Increasing Information for Model Predictive Control with Semi-Markov Decision Processes
Rémy Hosseinkhan Boucher, Onofrio Semeraro, Lionel Mathelin
TL;DR
The paper tackles data efficiency in Learning-Based Model Predictive Control by enabling temporally extended actions through Semi-Markov Decision Processes ($SMDP$). It formulates a trajectory-focused Expected Information Gain criterion ($EIG$) under the $SM$-$TIP$ extension and demonstrates that temporally abstracted sampling increases information gathered within a fixed budget, improving sample efficiency on the Inverted Pendulum and Lorenz attractor. While the approach boosts early information gain, it also introduces non-causal estimation challenges and bootstrapping trade-offs for very long inter-decision times.
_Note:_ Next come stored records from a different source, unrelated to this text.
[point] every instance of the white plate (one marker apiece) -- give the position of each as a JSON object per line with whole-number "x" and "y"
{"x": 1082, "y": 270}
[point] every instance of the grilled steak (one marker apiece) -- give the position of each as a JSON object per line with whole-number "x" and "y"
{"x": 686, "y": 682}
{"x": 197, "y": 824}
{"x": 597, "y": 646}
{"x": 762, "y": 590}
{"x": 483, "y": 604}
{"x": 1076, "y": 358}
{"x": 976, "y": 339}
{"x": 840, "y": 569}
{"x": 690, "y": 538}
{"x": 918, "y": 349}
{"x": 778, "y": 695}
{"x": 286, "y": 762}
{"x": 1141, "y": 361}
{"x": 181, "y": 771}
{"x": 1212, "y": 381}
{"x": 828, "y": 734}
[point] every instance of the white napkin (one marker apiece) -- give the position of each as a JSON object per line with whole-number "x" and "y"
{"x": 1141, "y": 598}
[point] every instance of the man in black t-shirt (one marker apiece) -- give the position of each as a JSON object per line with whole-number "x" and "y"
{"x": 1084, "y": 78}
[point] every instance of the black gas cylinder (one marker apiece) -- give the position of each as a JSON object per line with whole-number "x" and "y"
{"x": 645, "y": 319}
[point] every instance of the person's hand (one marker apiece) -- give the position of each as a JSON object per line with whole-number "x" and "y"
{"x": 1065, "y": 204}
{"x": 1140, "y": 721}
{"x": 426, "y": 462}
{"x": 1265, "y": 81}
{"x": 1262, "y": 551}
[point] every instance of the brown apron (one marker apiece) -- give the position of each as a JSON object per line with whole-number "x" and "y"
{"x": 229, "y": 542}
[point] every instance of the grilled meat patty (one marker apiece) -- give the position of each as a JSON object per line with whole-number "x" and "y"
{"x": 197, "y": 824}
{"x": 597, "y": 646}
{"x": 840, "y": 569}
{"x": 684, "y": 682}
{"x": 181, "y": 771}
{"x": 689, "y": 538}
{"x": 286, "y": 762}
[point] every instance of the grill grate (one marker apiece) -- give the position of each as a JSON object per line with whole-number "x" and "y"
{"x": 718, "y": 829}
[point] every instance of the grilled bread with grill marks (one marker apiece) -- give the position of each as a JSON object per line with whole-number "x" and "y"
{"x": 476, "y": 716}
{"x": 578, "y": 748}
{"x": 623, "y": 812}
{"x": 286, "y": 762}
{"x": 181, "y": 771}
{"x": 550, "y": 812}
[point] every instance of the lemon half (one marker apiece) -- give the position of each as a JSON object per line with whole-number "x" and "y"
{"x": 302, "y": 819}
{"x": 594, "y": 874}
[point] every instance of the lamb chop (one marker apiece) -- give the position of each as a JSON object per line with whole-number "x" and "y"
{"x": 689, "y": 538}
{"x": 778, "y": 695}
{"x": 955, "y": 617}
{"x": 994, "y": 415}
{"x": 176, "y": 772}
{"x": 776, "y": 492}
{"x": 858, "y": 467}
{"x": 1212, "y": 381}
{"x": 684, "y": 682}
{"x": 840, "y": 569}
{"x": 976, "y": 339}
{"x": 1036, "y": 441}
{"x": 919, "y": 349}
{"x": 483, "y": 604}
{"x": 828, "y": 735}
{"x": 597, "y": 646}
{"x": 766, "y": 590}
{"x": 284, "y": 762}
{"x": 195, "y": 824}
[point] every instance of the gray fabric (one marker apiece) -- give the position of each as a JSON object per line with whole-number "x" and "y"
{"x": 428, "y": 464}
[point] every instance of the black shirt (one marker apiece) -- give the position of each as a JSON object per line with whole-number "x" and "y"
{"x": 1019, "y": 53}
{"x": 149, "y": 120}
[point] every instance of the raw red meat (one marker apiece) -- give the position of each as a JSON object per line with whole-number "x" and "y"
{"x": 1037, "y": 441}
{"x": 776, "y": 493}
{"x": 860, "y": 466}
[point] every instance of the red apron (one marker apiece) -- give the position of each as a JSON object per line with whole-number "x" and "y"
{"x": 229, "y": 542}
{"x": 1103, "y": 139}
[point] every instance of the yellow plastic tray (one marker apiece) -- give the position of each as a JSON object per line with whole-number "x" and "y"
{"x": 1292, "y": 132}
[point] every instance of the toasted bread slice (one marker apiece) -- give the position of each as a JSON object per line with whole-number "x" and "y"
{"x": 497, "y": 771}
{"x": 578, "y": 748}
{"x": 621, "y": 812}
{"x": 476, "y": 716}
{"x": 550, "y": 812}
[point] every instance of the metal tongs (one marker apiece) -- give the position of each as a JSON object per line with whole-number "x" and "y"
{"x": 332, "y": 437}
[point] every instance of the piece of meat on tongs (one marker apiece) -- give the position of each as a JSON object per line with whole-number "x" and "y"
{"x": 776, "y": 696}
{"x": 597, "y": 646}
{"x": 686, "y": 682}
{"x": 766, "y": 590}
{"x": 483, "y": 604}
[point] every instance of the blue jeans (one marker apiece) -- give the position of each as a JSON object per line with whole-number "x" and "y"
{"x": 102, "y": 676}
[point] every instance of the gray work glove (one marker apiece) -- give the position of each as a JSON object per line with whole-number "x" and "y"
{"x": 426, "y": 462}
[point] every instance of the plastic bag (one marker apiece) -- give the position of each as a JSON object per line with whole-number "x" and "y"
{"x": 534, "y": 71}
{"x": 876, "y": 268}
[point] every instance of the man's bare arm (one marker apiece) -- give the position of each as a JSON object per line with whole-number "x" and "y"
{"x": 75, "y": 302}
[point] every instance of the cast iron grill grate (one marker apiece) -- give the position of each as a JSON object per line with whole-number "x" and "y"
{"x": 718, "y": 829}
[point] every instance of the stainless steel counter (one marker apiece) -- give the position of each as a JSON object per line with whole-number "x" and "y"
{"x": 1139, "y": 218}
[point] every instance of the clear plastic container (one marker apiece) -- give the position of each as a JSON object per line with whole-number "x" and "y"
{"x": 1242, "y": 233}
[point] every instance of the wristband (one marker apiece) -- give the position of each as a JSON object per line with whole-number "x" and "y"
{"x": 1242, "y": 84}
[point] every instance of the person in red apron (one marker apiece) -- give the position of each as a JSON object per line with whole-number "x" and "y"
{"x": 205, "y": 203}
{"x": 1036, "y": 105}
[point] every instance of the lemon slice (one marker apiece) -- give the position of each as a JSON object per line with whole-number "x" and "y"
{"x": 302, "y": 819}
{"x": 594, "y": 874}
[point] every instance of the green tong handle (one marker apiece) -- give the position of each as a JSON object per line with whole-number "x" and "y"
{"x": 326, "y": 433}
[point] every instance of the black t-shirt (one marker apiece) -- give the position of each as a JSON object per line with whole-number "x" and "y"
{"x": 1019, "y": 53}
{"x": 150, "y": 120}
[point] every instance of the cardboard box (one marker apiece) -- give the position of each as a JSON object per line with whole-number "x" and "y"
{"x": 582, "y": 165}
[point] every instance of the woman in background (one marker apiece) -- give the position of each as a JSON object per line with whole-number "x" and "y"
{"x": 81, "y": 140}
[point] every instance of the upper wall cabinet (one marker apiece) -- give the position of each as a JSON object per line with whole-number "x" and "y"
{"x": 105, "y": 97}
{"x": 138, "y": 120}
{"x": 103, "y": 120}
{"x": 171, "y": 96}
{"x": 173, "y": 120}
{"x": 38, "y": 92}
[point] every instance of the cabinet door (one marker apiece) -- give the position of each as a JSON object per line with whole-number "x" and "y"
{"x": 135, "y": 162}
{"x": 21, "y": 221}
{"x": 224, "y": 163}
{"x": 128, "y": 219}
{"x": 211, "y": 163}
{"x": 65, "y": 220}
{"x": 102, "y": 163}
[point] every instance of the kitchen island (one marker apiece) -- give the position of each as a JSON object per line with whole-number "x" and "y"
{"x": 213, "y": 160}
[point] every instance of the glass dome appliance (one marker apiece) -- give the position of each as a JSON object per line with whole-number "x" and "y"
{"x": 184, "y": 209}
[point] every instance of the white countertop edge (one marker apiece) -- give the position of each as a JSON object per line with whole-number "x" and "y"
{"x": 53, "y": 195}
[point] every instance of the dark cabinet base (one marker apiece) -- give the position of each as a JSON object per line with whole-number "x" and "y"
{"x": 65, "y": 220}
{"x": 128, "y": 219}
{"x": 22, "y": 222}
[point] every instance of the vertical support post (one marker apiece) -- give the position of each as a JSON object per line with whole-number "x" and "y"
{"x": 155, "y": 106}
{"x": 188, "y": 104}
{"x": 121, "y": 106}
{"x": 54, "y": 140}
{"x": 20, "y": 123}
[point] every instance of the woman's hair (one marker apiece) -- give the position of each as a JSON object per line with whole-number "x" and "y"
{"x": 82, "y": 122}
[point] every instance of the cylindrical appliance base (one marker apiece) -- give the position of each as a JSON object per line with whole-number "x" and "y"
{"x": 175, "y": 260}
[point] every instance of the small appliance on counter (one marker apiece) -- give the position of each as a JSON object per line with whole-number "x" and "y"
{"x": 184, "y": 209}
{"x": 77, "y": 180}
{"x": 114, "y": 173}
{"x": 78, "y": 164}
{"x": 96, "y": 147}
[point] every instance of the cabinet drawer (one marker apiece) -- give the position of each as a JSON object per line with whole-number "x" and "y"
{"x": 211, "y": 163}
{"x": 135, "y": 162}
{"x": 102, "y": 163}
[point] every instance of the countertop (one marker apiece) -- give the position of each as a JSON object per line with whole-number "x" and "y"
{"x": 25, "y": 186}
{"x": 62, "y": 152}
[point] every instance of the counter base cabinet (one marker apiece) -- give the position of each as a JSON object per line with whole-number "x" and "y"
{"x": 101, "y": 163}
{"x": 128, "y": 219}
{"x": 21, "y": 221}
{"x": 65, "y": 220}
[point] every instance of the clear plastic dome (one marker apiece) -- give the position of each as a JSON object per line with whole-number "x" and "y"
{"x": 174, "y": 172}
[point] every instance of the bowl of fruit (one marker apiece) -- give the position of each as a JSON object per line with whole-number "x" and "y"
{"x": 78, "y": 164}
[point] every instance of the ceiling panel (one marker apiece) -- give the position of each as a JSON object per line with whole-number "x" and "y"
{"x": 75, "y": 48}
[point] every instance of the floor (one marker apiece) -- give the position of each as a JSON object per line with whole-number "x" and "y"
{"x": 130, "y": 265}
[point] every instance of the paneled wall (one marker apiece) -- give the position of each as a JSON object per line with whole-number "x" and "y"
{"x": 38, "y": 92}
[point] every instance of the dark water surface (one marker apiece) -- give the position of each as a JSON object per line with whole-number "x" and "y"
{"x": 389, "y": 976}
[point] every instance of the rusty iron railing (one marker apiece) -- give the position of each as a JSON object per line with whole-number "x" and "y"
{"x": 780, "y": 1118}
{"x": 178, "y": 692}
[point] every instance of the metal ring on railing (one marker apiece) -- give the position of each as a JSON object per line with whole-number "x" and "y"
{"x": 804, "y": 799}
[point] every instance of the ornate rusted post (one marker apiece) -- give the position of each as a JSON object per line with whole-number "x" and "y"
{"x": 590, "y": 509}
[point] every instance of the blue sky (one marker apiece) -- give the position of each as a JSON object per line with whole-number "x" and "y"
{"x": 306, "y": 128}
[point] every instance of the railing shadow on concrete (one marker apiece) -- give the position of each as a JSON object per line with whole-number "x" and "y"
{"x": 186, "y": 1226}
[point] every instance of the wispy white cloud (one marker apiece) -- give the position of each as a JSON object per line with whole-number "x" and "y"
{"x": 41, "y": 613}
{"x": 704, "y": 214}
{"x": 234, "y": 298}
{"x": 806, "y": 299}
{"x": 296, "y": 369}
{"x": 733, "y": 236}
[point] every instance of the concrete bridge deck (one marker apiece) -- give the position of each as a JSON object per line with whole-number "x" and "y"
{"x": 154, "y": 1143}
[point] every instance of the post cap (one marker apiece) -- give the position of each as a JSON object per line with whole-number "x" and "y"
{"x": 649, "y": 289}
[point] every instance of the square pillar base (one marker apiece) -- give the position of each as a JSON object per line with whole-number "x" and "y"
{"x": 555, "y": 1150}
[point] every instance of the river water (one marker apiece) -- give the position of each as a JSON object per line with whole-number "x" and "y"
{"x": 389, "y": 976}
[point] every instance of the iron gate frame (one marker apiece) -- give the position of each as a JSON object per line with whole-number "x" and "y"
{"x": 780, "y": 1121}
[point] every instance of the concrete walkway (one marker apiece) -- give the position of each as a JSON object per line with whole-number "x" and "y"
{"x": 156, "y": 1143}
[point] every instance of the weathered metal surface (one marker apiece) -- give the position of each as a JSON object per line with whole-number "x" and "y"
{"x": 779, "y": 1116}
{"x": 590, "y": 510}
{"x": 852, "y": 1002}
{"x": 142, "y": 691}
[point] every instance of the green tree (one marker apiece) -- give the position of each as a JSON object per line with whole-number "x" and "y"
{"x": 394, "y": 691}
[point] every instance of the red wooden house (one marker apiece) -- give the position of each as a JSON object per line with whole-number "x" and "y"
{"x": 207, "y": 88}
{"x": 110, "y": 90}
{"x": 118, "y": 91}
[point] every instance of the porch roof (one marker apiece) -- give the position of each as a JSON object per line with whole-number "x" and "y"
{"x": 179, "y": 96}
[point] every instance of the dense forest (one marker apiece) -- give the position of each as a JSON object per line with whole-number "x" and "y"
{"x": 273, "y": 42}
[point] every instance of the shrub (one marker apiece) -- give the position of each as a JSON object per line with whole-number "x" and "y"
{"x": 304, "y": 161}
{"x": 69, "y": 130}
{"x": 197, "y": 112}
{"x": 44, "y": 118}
Overall, temporal abstraction via $SMDP$s offers a promising avenue to enhance data-driven MPC for systems with multiple time scales and rich dynamics.
Abstract
Recent works in Learning-Based Model Predictive Control of dynamical systems show impressive sample complexity performances using criteria from Information Theory to accelerate the learning procedure. However, the sequential exploration opportunities are limited by the system local state, restraining the amount of information of the observations from the current exploration trajectory. This article resolves this limitation by introducing temporal abstraction through the framework of Semi-Markov Decision Processes. The framework increases the total information of the gathered data for a fixed sampling budget, thus reducing the sample complexity.